Re: [PATCH] xen/smp: Speed up on_selected_cpus()
On 07.02.2022 18:06, Andrew Cooper wrote: > On 07/02/2022 08:11, Jan Beulich wrote: >> (And of >> course I still have that conversion to POPCNT alternatives patching pending, >> where Roger did ask for some re-work in reply to v2, but where it has >> remained unclear whether investing time into that wouldn't be in vein, >> considering some of your replies on v1. Thus would have further shrunk the >> difference, without me meaning to say the change here isn't a good one.) > > There is a perfectly clear and simple way forward. It's the one which > doesn't fight the optimiser and actively regress the code generation in > the calling functions, and add an unreasonable quantity technical debt > into the marginal paths. > > I will ack a version where you're not adding complexity for negative gains. Thanks, at least some form of a reply. I'm afraid I can't really translate this to which parts of the change you'd be okay with and which parts need changing. I didn't think I would "fight the optimiser and actively regress the code generation in the calling functions" in v2 (this may have been different in v1, but I haven't gone back to check; I wonder though whether you're mixing this with e.g. the BMI patching series I've long given up on). Jan
Re: [PATCH] xen/smp: Speed up on_selected_cpus()

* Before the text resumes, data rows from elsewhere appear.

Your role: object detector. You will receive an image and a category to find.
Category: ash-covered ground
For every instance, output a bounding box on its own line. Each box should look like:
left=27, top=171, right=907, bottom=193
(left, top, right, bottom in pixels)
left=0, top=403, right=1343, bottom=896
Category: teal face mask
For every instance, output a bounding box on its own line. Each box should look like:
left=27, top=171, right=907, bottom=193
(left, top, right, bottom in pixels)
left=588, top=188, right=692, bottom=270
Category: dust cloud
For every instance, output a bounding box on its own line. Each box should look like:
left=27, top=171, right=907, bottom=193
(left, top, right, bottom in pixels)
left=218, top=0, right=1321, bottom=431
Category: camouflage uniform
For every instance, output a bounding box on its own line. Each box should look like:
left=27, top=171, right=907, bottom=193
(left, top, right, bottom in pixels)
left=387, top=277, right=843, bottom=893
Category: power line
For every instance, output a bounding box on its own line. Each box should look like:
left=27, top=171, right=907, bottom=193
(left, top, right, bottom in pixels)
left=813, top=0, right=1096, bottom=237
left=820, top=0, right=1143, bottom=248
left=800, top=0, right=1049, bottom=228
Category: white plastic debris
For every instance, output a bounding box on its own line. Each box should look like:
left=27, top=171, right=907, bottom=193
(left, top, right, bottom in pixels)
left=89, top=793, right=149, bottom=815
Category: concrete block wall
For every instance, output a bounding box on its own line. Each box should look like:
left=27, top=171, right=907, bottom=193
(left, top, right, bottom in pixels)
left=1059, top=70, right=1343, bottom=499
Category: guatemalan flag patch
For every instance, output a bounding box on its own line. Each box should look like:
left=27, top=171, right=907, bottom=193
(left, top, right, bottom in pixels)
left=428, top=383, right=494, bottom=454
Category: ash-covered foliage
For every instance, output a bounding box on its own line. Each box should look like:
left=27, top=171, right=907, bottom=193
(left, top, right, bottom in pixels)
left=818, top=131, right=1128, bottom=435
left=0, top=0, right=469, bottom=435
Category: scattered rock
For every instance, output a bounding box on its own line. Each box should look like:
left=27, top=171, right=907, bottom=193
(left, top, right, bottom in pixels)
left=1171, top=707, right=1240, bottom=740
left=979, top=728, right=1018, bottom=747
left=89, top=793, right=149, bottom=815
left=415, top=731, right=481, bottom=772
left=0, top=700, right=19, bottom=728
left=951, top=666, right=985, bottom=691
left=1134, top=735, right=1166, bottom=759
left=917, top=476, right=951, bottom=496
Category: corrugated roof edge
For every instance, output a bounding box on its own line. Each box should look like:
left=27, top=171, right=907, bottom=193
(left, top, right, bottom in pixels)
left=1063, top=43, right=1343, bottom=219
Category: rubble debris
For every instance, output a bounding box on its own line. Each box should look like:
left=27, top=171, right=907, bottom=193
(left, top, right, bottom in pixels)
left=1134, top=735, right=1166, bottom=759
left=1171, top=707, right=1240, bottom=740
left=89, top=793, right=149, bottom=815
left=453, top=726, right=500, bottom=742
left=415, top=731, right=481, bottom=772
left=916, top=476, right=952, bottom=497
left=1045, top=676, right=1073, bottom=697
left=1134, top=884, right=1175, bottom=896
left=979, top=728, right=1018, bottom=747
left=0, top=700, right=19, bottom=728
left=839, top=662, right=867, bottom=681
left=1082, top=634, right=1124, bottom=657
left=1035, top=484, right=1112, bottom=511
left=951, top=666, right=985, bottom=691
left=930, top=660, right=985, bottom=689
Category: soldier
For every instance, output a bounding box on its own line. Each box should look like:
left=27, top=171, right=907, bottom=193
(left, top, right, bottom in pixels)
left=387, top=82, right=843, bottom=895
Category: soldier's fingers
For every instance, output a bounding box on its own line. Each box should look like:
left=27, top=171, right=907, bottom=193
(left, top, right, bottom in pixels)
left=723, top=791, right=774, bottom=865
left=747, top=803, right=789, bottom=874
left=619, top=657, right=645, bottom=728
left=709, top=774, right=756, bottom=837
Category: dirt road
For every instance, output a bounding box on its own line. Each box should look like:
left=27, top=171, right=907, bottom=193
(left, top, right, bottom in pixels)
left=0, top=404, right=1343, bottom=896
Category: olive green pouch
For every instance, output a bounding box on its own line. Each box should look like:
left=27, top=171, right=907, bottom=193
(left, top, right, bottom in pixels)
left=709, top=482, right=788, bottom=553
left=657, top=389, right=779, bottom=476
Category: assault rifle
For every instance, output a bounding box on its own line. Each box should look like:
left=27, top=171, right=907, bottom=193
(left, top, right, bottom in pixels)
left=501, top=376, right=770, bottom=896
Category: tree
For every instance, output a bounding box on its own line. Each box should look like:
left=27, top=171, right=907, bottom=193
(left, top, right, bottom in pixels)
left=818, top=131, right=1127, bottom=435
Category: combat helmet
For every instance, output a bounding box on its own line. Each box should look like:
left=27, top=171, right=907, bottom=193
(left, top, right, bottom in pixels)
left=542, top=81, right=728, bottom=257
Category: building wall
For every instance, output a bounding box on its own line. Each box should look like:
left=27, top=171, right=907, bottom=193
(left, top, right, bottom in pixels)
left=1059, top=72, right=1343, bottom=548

On 06/02/2022 19:40, Julien Grall wrote: > Hi, > > On 04/02/2022 20:31, Andrew Cooper wrote: >> cpumask_weight() is a horribly expensive way to find if no bits are >> set, made >> worse by the fact that the calculation is performed with the global >> call_lock >> held. > > I looked at the archive because I was wondering why we were using > cpumask_weight here. It looks like this was a left-over of the rework > in ac3fc35d919c "x86: Fix flush_area_mask() and on_selected_cpus() to > not race updates". That change shuffled the code, but didn't introduce the problem. I'm pretty sure it was 433f14699d48 which dropped the !=0 user of nr_cpus. Talking of, there is more efficiency to be gained by reworking the second cpumask_empty() call to not restart from 0 on failure, because that removes useless reads. > >> >> Switch to using cpumask_empty() instead, which will short circuit as >> soon as >> it find any set bit in the cpumask. >> >> Signed-off-by: Andrew Cooper > > Reviewed-by: Julien Grall Thanks. ~Andrew
Re: [PATCH] xen/smp: Speed up on_selected_cpus()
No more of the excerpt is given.